Artist: Anders Holen
Exhibition title: Aid For Impending Quagmire
Venue: helper, New York, US
Date: September 27 – October 26, 2014
Photography: Courtesy of Helper
helper is pleased to present an exhibition by Norwegian artist Anders Holen. Aid for Impending Quagmire is comprised of prefabricated elements, including aluminum sculptures, glass vitrines, and wallpaper, as well as plaster works produced by the artist in situ. The voidal spaces of flocked, vacuum-formed wall works hold amalgamated tool forms that function both as single sculptures in the exhibition and as excavation tools for the on-site production of Holen’s ongoing Statue of Regression series.
1. Despite the growing volume of academic ink spilled bringing objects into play as agents, the modern ego of man as primary agent has yet to be overcome. No matter how much supernatural agency objects may wield, they are still reduced to servants of human action, will, and choice. Nevertheless, any discourse concerned with the notion of primary agency in objects could easily be met by a noble, “say it is so.” Assessing one’s part as material in a symbiotic world could potentially acknowledge both the self and the it as participants, and furthermore render the possibility of a self in the it, or even an it in the self.

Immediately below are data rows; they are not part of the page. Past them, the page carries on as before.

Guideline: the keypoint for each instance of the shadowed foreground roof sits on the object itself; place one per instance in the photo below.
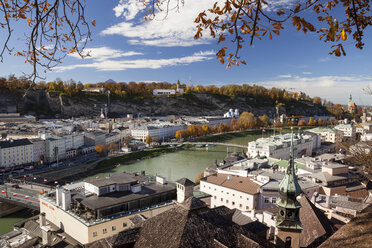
(198, 227)
(316, 226)
(356, 233)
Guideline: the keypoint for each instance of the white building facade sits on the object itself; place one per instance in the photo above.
(15, 152)
(328, 134)
(55, 148)
(231, 191)
(156, 132)
(279, 146)
(349, 130)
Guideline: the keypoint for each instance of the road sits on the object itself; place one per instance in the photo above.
(25, 197)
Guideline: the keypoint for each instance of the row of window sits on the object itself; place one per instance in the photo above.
(104, 230)
(232, 203)
(267, 200)
(227, 193)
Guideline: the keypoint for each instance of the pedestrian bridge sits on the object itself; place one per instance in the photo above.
(25, 195)
(205, 143)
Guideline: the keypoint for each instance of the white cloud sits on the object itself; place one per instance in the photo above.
(334, 88)
(325, 59)
(285, 76)
(104, 53)
(173, 28)
(128, 8)
(107, 63)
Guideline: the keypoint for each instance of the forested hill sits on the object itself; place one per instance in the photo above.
(71, 99)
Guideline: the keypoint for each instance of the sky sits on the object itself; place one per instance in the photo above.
(126, 48)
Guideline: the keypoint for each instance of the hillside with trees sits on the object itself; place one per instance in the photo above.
(72, 98)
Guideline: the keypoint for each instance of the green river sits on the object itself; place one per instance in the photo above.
(185, 163)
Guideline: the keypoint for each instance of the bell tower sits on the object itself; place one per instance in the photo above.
(287, 221)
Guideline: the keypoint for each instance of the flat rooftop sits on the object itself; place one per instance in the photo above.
(95, 202)
(242, 184)
(121, 178)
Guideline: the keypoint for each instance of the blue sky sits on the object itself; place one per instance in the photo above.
(126, 48)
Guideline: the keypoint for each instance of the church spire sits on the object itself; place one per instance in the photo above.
(289, 208)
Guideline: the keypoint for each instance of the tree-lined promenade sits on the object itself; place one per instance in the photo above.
(246, 121)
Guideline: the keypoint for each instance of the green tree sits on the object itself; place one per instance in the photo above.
(148, 140)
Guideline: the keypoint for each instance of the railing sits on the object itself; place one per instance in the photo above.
(205, 143)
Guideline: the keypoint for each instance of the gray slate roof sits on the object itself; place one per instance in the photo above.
(13, 143)
(203, 227)
(186, 182)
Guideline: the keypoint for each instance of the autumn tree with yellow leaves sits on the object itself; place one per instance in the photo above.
(53, 29)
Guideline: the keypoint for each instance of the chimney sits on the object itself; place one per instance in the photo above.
(42, 219)
(66, 199)
(59, 196)
(185, 189)
(46, 235)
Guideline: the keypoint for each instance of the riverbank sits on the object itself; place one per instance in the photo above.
(238, 134)
(134, 156)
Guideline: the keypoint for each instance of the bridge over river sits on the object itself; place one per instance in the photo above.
(24, 195)
(205, 143)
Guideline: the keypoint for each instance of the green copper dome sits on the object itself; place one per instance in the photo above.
(289, 207)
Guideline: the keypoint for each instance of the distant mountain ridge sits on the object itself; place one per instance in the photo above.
(42, 103)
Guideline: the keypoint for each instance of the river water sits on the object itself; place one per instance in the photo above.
(185, 163)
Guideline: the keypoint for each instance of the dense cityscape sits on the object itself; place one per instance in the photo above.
(275, 181)
(185, 124)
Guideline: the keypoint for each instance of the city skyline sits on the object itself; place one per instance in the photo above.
(126, 48)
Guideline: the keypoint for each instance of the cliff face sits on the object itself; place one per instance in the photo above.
(49, 104)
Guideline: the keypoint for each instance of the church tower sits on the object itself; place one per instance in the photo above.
(287, 221)
(350, 103)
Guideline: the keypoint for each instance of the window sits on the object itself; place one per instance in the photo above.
(288, 242)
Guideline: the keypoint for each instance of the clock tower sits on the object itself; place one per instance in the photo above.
(287, 221)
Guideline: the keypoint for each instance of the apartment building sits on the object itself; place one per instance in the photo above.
(328, 134)
(77, 141)
(157, 131)
(55, 148)
(99, 208)
(334, 178)
(38, 150)
(231, 191)
(113, 138)
(349, 130)
(279, 146)
(94, 138)
(15, 152)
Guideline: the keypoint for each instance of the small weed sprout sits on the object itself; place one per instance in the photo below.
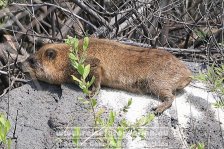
(113, 130)
(198, 146)
(4, 130)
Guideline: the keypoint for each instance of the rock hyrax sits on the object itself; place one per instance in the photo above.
(116, 65)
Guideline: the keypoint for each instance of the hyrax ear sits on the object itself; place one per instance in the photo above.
(50, 54)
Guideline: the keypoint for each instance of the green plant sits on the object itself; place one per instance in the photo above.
(114, 131)
(4, 130)
(198, 146)
(3, 3)
(214, 78)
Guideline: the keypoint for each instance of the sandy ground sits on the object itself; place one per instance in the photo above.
(47, 115)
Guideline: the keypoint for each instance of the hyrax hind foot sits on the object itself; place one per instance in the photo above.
(167, 98)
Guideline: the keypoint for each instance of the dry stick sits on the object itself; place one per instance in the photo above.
(126, 22)
(82, 5)
(9, 87)
(24, 33)
(38, 19)
(61, 8)
(69, 23)
(19, 24)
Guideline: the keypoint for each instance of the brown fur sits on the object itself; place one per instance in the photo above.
(116, 65)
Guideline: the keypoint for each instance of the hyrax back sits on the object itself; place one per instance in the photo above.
(116, 65)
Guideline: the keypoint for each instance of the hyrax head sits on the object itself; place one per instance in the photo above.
(49, 64)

2. A “tool” could be a descriptor of a person and his/her lack of spine and mental capabilities. Stripped of these connotations and appointed alongside a certain collection of aids assigned for a certain impending quagmire, the role of a makeshift utensil is filled. As equally cherished instruments, man and object are set to produce entities that derive from, but do not imitate, recognizable subjects. Like a matryoshka doll, yet inconsiderate of scale and form, man and sculpture form the mold for sculpture.
3. A distinguishing characteristic between a backdrop and a marouflage is that in the latter the architectural elements of the given space are harmoniously incorporated into the picture. Within a specific situation, the characteristics of the marouflage may change and be subsequently conceived as a non-deceptive trompe l’oeil, where two-dimensional entities are relieved by three-dimensional entities, and historical aura established by referential bits and pieces.
4. Cecil B. DeMille explains in his autobiography that when shooting The Warrens of Virginia he wanted to sculpt the subjects properly, making shadows where shadows would appear in nature. When his business partner Samuel Goldwyn saw the film with its monotone, out-of-focus backdrops and scenes in which only half an actor’s face was illuminated, he feared the exhibitors would pay only half the price for the picture. Once reassured that the technique was called the Rembrandt-method, Goldwyn’s reply was jubilant with relief: “For the Rembrandt-method the exhibitors would pay double!”
Anders Holen (b.1986, Skien, Norway, lives and works in Oslo) graduated from the Oslo National Academy of Arts in 2010, and works in the field of sculpture and installation. Holen examines abstraction as a form of visual communication, and utilizes cast sculpture production as a means to explore the notion of the clone. By cloning the object, and implementing layers of abstraction in the process, Holen seeks to interpose the inherent information of the object, deprive it of it´s heteronomous state, and create situations with alternate sculptural and linguistic potential. His installations are developed from this sculptural framework, and are best rendered as environments domesticated in regard to the objects.
In addition to his practice Holen is one of the founding members of Tidens Krav, an artist-run gallery in downtown Oslo. Holen´s work was recently shown in exhibitions such as Paraphernalia at Telemark Kunstnersenter, Skien, Now, Usually I don´t do This, but uh… at Grunerløkka Kunsthall, Oslo, Monsalvat at Bureau, New York, and Betweenuscolada at Rake Gallery, Trondheim.